No mesmo dia, o irmão diz ter feito uma promessa a si mesmo. “[Prometi] que a morte dele não seria mais uma, que a morte dele seria um exemplo de justiça a ser seguido”, afirma. Com a nota do Exame Nacional do Ensino Médio (Enem), ele conseguiu vaga em uma faculdade da Asa Sul, no fim do ano passado.
Maurício mora e trabalha em Planaltina, e usa metade do salário de R$ 2 mil para custear os estudos. Neste mês, ele concluiu o primeiro ano de faculdade e já definiu: quer atuar como promotor.

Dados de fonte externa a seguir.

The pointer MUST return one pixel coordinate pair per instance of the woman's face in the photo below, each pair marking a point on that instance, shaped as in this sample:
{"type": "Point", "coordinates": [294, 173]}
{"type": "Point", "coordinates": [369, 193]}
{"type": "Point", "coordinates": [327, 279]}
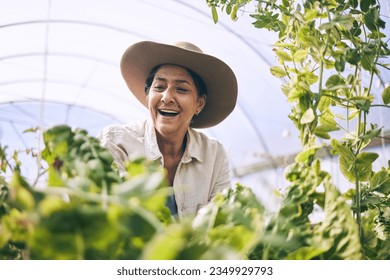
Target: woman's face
{"type": "Point", "coordinates": [173, 100]}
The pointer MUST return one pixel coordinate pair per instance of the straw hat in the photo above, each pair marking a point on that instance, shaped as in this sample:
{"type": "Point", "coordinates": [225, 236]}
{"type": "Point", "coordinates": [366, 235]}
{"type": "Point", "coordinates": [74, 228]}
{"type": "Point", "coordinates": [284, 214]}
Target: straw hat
{"type": "Point", "coordinates": [139, 59]}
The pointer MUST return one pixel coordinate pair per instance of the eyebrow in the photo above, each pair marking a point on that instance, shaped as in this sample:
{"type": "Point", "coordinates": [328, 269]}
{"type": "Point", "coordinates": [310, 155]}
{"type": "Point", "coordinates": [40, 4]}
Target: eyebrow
{"type": "Point", "coordinates": [176, 81]}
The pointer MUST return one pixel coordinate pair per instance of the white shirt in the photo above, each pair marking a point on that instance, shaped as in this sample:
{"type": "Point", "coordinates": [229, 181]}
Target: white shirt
{"type": "Point", "coordinates": [202, 172]}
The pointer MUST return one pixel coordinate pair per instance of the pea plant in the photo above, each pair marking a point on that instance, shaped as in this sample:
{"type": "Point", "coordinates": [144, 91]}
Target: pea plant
{"type": "Point", "coordinates": [329, 54]}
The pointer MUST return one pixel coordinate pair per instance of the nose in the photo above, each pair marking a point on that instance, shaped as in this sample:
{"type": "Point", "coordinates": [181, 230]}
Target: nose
{"type": "Point", "coordinates": [167, 96]}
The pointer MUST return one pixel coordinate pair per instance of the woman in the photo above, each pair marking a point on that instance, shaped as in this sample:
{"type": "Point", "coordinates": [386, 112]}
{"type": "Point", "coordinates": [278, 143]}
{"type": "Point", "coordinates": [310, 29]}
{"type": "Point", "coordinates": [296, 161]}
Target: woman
{"type": "Point", "coordinates": [183, 88]}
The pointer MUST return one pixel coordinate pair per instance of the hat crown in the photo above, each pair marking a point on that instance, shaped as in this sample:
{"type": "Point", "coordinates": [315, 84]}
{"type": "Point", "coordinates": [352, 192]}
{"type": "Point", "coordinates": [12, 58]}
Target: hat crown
{"type": "Point", "coordinates": [188, 46]}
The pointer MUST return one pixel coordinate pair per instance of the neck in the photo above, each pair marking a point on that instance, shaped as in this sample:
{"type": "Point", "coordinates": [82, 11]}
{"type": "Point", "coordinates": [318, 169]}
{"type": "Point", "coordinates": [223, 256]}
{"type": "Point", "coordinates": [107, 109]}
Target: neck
{"type": "Point", "coordinates": [171, 146]}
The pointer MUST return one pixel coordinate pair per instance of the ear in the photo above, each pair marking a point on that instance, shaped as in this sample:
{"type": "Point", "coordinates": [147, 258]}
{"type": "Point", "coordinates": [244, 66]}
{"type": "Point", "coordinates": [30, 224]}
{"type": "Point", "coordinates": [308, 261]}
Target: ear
{"type": "Point", "coordinates": [201, 103]}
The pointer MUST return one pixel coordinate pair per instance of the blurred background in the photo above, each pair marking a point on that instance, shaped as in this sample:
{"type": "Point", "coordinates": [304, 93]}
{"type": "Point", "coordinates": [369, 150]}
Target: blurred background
{"type": "Point", "coordinates": [59, 64]}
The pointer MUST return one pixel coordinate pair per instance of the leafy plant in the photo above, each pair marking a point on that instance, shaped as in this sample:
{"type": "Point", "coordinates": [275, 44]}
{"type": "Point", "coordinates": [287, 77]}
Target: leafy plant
{"type": "Point", "coordinates": [329, 52]}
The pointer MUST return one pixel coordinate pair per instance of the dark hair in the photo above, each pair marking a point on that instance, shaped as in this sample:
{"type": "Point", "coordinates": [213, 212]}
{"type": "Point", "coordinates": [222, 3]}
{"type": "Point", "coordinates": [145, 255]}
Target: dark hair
{"type": "Point", "coordinates": [199, 83]}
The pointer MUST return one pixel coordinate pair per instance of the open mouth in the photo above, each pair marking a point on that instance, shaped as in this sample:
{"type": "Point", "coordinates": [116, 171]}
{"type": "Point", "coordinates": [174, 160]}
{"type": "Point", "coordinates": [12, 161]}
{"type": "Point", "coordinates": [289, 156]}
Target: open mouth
{"type": "Point", "coordinates": [168, 113]}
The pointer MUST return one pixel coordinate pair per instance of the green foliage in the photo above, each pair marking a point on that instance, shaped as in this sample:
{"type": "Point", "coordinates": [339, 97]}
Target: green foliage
{"type": "Point", "coordinates": [130, 219]}
{"type": "Point", "coordinates": [325, 50]}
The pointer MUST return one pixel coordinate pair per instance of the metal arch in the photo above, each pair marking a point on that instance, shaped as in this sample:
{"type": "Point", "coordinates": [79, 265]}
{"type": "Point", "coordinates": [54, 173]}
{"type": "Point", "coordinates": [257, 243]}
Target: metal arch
{"type": "Point", "coordinates": [60, 54]}
{"type": "Point", "coordinates": [30, 101]}
{"type": "Point", "coordinates": [80, 22]}
{"type": "Point", "coordinates": [55, 81]}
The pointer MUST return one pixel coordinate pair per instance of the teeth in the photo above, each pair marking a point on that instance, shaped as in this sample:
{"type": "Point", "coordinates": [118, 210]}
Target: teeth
{"type": "Point", "coordinates": [169, 111]}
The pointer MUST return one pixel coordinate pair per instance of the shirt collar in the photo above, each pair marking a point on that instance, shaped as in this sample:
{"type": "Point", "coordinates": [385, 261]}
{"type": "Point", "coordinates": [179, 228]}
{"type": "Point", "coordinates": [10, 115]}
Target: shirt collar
{"type": "Point", "coordinates": [152, 152]}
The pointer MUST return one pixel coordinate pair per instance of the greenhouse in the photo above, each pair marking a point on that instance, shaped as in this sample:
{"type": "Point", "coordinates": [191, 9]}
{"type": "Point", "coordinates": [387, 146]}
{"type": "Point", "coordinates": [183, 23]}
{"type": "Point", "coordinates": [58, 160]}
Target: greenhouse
{"type": "Point", "coordinates": [302, 110]}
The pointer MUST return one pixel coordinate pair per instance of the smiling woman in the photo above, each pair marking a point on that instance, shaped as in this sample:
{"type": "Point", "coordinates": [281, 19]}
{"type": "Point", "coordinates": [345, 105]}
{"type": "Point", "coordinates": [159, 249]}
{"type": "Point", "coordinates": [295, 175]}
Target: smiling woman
{"type": "Point", "coordinates": [182, 89]}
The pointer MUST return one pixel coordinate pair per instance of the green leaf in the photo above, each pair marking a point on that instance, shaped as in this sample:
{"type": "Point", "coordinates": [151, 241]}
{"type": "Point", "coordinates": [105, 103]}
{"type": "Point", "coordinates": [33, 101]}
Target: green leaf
{"type": "Point", "coordinates": [300, 55]}
{"type": "Point", "coordinates": [278, 71]}
{"type": "Point", "coordinates": [214, 13]}
{"type": "Point", "coordinates": [283, 56]}
{"type": "Point", "coordinates": [364, 162]}
{"type": "Point", "coordinates": [335, 82]}
{"type": "Point", "coordinates": [386, 95]}
{"type": "Point", "coordinates": [338, 233]}
{"type": "Point", "coordinates": [308, 116]}
{"type": "Point", "coordinates": [233, 15]}
{"type": "Point", "coordinates": [380, 182]}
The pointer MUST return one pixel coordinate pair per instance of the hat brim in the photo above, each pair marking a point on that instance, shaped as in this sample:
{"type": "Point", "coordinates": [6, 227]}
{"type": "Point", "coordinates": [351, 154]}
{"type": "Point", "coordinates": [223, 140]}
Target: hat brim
{"type": "Point", "coordinates": [139, 59]}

“Se [o julgamento] passar de quatro anos, eu estarei como assistente de acusação. Isso é fato, já coloquei na minha cabeça. São meses contados, dias após dias, igual eu conto desde o desaparecimento do Antônio. Todos os dias, eu confiro os processos que tem na Justiça, os andamentos, procuro conhecer. Se demorar, eu estarei como assistente de acusação e ninguém vai me impedir”, afirma o estudante.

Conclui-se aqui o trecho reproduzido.